Incontinence is the involuntary loss of urine at an inappropriate time or place – this can vary from just a few drops every now and then to full bladder leakage.
- Approximately 1 in 3 women have some degree of urinary incontinence.
- In women aged 45-60years old this number increased to 50%
- Approximately 13% of men have urinary incontinence
- Not all incontinence is the same! There is stress urinary incontinence and urge urinary incontinence.
"involuntary loss of urine on effort or physical exertion, or on sneezing or coughing"
- This is the most common type of incontinence and the one most people are familiar with
- Can be varying amounts of leakage that occurs with effort ie, jump, bend, lift, run, cough
- Associated with an outlet closure problem ie, pelvic floor weakness or prolapse
- NOT associated with a 'weak bladder'
"involuntary loss of urine associated with urgency"
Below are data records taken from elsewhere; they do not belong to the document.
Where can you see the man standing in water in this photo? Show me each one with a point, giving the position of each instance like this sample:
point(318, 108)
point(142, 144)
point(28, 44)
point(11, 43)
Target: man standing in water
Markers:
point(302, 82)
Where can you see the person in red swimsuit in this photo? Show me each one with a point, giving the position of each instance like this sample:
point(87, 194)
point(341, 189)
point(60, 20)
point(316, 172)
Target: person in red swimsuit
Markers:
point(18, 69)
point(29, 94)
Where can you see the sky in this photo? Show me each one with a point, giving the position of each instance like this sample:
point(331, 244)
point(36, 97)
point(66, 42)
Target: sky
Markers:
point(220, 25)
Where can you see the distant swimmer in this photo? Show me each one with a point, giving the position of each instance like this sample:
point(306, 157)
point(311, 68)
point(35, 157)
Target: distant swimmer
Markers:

- There is often a strong urge to go but you don't not make it to toilet in time
- Also associated with frequency – needing to go more often or getting up in the night to go
- Common triggers include - seeing the toilet, getting the key in the door or running water
- Can be caused by a sensitive or 'overactive' bladder or by poor bladder and fluid habits
A pelvic health physiotherapist can diagnose which type of incontinence you have and treat accordingly – 70% of women with incontinence will get significant improvements with appropriate treatment!
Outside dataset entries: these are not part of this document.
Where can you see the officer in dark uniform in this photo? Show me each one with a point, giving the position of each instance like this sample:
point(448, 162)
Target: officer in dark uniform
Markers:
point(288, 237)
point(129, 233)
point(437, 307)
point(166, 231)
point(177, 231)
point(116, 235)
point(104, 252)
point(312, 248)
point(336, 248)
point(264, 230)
A full assessment of the pelvic floor can identify not only general muscle weakness, but also the co-ordination and timing ability of the muscles to contract when there is increased pressure (such as a laugh or cough). Research has shown that up to 50% of women perform a pelvic floor contraction incorrectly if they are only given verbal cues. An internal pelvic floor examination is used so the therapist can ensure a correct and effective pelvic floor contraction can be achieved. Following this asssessment an individualised pelvic floor retraining programme can be commenced.